For every 100,000 people who test negative and truly don’t have the infection, we would expect to have 4,000 false positives. The problem is that for most of these we never know about them. The person who tested positive is asked to quarantine, and everyone assumes they had asymptomatic disease.

This is also confounded by the fact the false positive rate is dependent upon the underlying prevalence of the disease. With very low prevalence as we see in Australia, the number of false positives can end up being much higher than the actual true number of positives, something known as the false positive paradox.

Because of the nature of Victoria’s current outbreak, authorities are likely being extra vigilant with test results, potentially making it more likely for false positives to be picked up. The Victorian government said:

“Following analysis by an expert review panel, and retesting through the Victorian Infectious Diseases Reference Laboratory, two cases linked to this outbreak have been declared false positives.”

This doesn’t make clear whether the two people were retested, or just the samples were retested.

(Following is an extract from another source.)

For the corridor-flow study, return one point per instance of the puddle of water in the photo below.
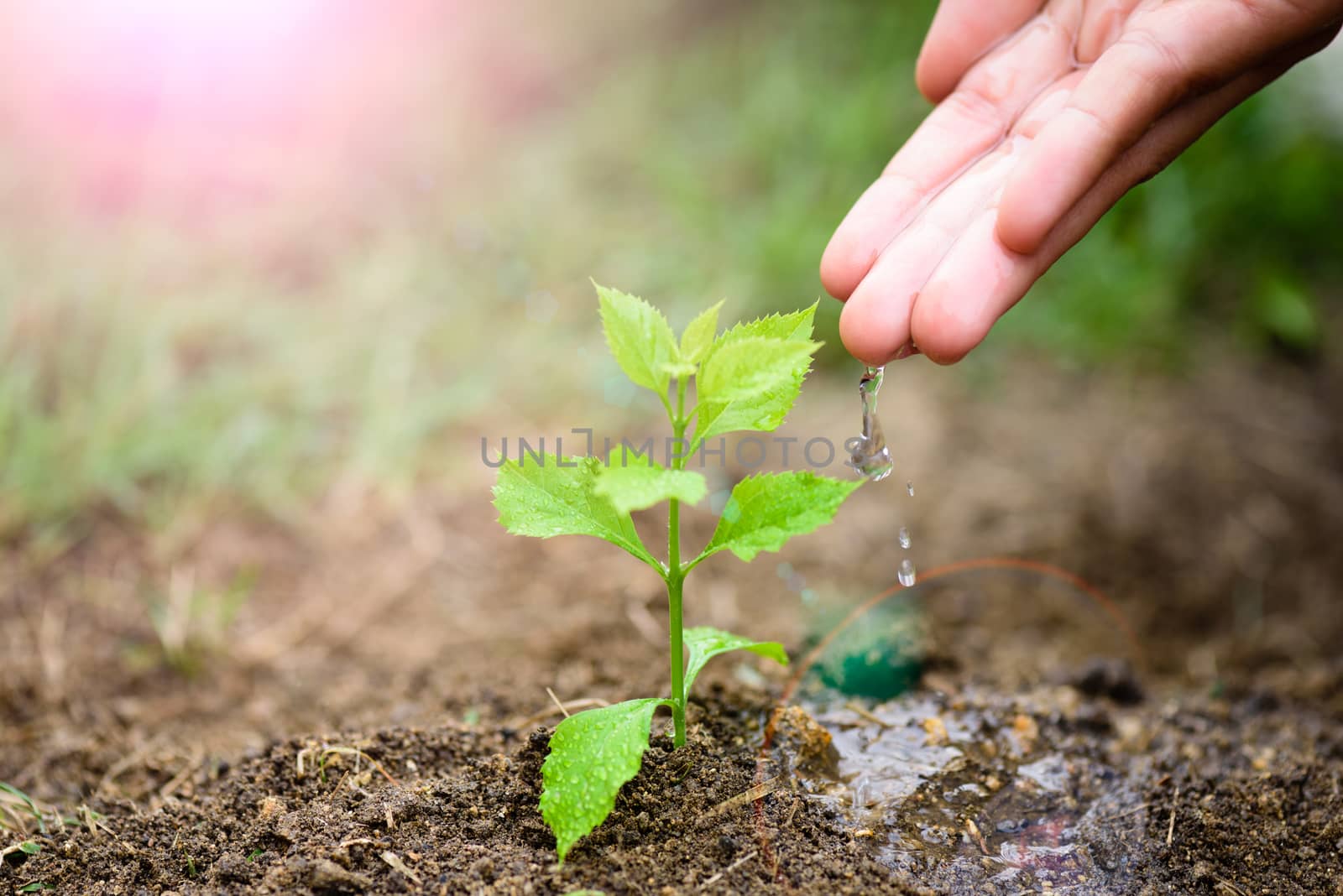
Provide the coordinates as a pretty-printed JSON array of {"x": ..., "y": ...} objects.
[{"x": 977, "y": 801}]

Either way, it is unlucky to have two false positives. But given the large numbers of people being tested every day in Victoria at present, and the fact we know false positives will occur, it is not unexpected.

The broader implications

For an inpidual who received a false positive test result, they would be forced to go into quarantine when there was no need. Being told you have a potentially lethal disease is very stressful, especially for elderly people or those at risk because of other health conditions. They would also likely be worried about infecting other members of their family, and could lose work while in quarantine.

Particularly given authorities initially pointed to these two cases as examples of transmission of the virus through “fleeting” contact, no doubt many people have wondered whether without these cases, Victoria might not be in lockdown. This is just conjecture and we can’t really know one way or the other.

False negative results are clearly very concerning, as we don’t want infectious people wandering around the community. But false positives can also be problematic.